Visitors to the Anne Frank House in Amsterdam, dedicated to...

Visitors to the Anne Frank House in Amsterdam, dedicated to the Jewish wartime diarist. Credit: Dominic Arizona Bonuccelli, Rick

Conflating Holocaust with mask wearing

I am an educator and lifelong resident of Bayville, a proud graduate of the Locust Valley Central School District. I have always been proud to call my community home. I am shocked and revolted by what I recently saw on the streets of my community: a van bearing a likeness of a child and a mask alongside a likeness of Anne Frank. I presume the van was commissioned by a parent in the district, trying to compare the mask mandate to the horrors of the Holocaust.

In 2018, I attended the Holocaust and Jewish Resistance Teachers’ Program. For two weeks, with a group of teachers, I visited the concentration camps and ghettos of Germany and Poland to seek some understanding of why the Holocaust happened. Our goal: to learn and educate future generations about what happened under Nazi rule, to prevent those horrors from happening again.

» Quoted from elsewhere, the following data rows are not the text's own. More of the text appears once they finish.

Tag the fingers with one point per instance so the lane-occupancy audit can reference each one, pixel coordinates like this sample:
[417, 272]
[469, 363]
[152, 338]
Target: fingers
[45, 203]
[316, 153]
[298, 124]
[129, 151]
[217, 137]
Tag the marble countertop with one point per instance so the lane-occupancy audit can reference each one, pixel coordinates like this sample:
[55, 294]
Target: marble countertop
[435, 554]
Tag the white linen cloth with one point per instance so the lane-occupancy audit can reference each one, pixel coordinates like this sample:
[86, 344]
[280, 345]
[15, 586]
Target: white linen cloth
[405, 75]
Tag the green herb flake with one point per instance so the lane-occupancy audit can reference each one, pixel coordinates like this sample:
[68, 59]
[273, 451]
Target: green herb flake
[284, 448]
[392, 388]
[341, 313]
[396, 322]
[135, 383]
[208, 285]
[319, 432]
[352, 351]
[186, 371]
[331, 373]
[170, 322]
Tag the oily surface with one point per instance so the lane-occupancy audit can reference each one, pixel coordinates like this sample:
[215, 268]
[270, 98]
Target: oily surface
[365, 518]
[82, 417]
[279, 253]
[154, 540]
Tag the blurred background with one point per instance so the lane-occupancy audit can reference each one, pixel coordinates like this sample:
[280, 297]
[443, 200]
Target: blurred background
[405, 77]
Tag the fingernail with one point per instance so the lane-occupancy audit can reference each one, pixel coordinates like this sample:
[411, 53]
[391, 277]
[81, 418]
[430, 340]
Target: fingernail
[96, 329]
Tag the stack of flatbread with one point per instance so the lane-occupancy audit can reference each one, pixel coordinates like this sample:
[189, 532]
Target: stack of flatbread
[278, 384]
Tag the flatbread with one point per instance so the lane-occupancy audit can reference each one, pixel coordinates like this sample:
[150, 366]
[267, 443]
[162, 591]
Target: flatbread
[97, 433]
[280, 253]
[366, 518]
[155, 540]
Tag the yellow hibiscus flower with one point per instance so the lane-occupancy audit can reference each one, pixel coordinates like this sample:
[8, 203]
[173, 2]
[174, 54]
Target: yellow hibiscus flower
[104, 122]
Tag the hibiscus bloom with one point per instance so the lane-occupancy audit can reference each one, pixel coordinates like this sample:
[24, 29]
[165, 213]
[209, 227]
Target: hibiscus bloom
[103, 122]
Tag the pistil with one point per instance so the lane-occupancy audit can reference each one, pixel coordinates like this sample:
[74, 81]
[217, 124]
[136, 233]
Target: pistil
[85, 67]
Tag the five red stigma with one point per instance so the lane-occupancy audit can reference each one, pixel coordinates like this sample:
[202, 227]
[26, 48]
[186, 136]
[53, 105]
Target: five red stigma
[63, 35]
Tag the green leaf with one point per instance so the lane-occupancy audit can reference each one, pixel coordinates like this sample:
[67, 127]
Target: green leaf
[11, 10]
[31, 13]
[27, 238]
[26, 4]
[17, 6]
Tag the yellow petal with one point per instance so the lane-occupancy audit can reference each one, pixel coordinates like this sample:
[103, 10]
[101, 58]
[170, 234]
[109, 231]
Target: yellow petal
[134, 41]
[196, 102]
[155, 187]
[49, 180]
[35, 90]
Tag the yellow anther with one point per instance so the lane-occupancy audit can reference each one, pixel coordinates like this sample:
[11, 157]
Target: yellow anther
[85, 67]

To think that someone in our community thought to conflate the millions of deaths, torture and indescribable monstrosities of the Holocaust with wearing masks is abominable. I am overwhelmed with sadness and disgust.

The bitter irony? All of this occurred on Holocaust Remembrance Day.

— Ev Mason, Bayville

Let’s thank those who work outside in cold

It’s winter, when wind and snow collide, and many of us stay inside. Yet there are men and women working outside in our service.

We should say thank you to all those working outside this winter who serve us — mail and newspaper carriers, santitation workers, crossing guards, bus drivers, and truck and delivery drivers, alongside brave firemen and courageous police officers.

They are the unsung pillars of society keeping it all together. Let us remember to thank them.

— Susan Marie Davniero, Lindenhurst

Can LI roads be like those in other states?

I recently drove to Cape Cod, taking the New London ferry to Connecticut. I drove through three states to arrive at my destination. I did not encounter one single pothole.

It is not the same story when I drive from Riverhead to Huntington on the Long Island Expressway. It is a white-knuckle drive while I play dodge-the-pothole. I’ve already had to replace a tire on my new car. Enough of our tax dollars are not going to repair our roads.

Why can other states have good roads while driving in New York is like driving on a minefield?

— Lillian Carey, Riverhead

Viewers don’t see all the events in chases

Although this is in no way a justification for police brutality, the "final moments" are all the public usually sees on TV and in print of the all-important series of events leading up to an inflammatory "conclusion" of police encounters with suspects. I’m referring to events like a high-speed chase or the physical confrontation initiated by a suspect just before the "sensational" video clip that is replayed ad nauseam.

All training aside, once a suspect has set in motion a confrontation, law enforcement personnel could fear bodily harm or death.

Let us not forget that police officers arehave the same feelings of self-preservation that we all do.